Exxon's record profit shows high court's ruling was unjust

Chris Rilling

Every time I think the Exxon Valdez saga is finally behind me, something comes along to reopen that old wound. Like last week's story of another record quarterly profit -- $14.8 billion -- for Exxon Mobil.

I wonder how the justices of the U.S. Supreme Court felt when they read a story like that. Do they realize how ridiculous it was for them to award just $507 million in punitive damages against Exxon Mobil, thereby reducing the amount of damages to 1/10th of the original $5 billion awarded by the jury?

Let me put this in perspective: Destroying the livelihood of 32,000 fishermen, processors and others who depended on the natural resources of Prince William Sound and other parts of Alaska damaged by the spill was worth just $15,000 per person? The damages they awarded amount to less than 4 percent (3.3 percent, to be precise) of just one quarter's profit for Exxon Mobil.

Punitive damages are meant to punish. They are meant to serve as a deterrent, to keep a company from repeating past mistakes and from harming someone again in the future. Did the justices really think 3.3 percent of just one quarter's profit is punishment? Do they really think Exxon considers this slap on the wrist a deterrent? Exxon was probably cracking open champagne bottles when they heard the decision.

I was once a fisherman in Prince William Sound. I fished that serenely beautiful place for many years prior to the Exxon Valdez running aground on Bligh Reef.

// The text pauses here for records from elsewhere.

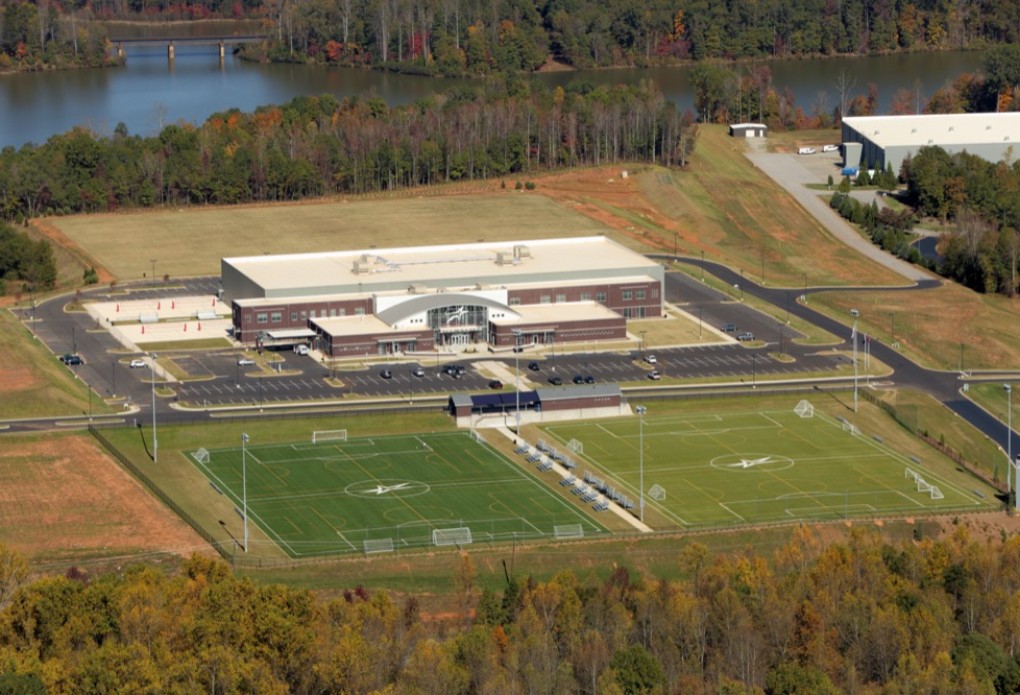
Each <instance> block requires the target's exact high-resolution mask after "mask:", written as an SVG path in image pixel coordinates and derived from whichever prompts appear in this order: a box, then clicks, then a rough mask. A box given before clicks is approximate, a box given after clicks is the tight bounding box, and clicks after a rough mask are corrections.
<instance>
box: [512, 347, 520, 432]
mask: <svg viewBox="0 0 1020 695" xmlns="http://www.w3.org/2000/svg"><path fill="white" fill-rule="evenodd" d="M511 333H513V369H514V371H515V373H516V379H515V380H514V382H515V384H516V386H515V387H514V390H515V391H516V392H517V407H516V408H515V409H514V420H515V421H516V423H517V436H518V437H520V329H513V331H511Z"/></svg>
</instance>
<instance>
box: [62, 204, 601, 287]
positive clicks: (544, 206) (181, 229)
mask: <svg viewBox="0 0 1020 695" xmlns="http://www.w3.org/2000/svg"><path fill="white" fill-rule="evenodd" d="M47 224H48V225H50V226H52V227H55V228H57V229H58V230H59V231H60V233H62V234H63V235H64V236H65V237H67V238H68V239H69V240H70V241H71V243H72V244H73V245H74V246H77V247H79V248H81V249H83V254H84V255H86V256H87V257H89V258H91V259H92V260H94V261H95V263H96V264H97V265H98V266H101V267H103V268H105V269H106V270H108V271H109V272H111V274H112V275H113V276H115V277H116V278H118V279H119V280H120V281H127V280H137V279H140V278H142V275H143V274H149V272H151V271H152V270H151V260H152V259H156V276H157V277H159V278H161V277H163V276H164V275H169V276H170V277H171V278H180V277H194V276H207V275H218V274H219V260H220V258H223V257H230V256H249V255H262V254H266V253H269V254H275V253H305V252H314V251H344V250H350V249H364V248H368V247H370V246H375V247H378V248H387V247H398V246H412V245H422V246H424V245H436V244H454V243H467V242H475V241H478V240H483V241H501V240H516V239H548V238H553V237H577V236H586V235H597V234H601V233H604V232H607V231H608V230H607V228H606V227H604V226H603V225H601V224H599V222H597V221H595V220H593V219H591V218H590V217H586V216H584V215H582V214H580V213H578V212H575V211H573V210H571V209H569V208H568V207H565V206H563V205H560V204H558V203H556V202H555V201H553V200H551V199H549V198H547V197H545V196H542V195H538V194H535V193H532V192H519V191H513V190H510V189H507V190H506V191H500V190H499V189H497V190H495V191H493V192H491V193H486V194H479V195H470V196H468V195H446V196H435V197H431V196H430V197H419V198H415V197H410V196H406V197H394V198H360V199H358V200H356V201H352V202H349V201H307V202H301V203H293V204H278V205H250V206H237V207H218V208H200V209H194V208H184V209H160V210H153V211H145V212H125V213H116V214H98V215H80V216H75V217H59V218H51V219H49V220H47Z"/></svg>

My livelihood centered on the Sound's once lucrative herring fishery. At the time of the spill, the fishery was thriving and I could have sold my herring permit for $65,000. After the Exxon Valdez spill, the herring fishery collapsed.

This came as no great surprise to those of us who fished the Sound, because the spill happened right on top of the primary herring spawning grounds. The herring fishery was devastated and has never come back. I repeat, has never come back.

Once worth $65,000, my permit is now a worthless slip of paper and I have lost 15 years of income. My direct losses from the spill total hundreds of thousands of dollars, not the $15,000 you seem to think.

But beyond the direct economic injustice that has been done by the court's decision there is a deeper, more emotional scar that will never heal as a result of the judgment. Those of us affected by the spill not only desperately needed the money from Exxon to get back on our feet, we wanted to see Exxon punished for what it did to us, to the environment and to the national treasure that was once Prince William Sound.

The jury that awarded the $5 billion in punitive damages in Anchorage in 1994 knew best what Exxon had done and their judgment should have been left to stand. Instead, the justices meddled into an affair that they had no constitutional grounds or business meddling in, and their decision served only the interest of a greedy, unrepentant corporation.

Justice for all? What a farce.

Chris Rilling is a former Prince William Sound commercial fisherman who now lives in Columbia, Md., near Washington, D.C.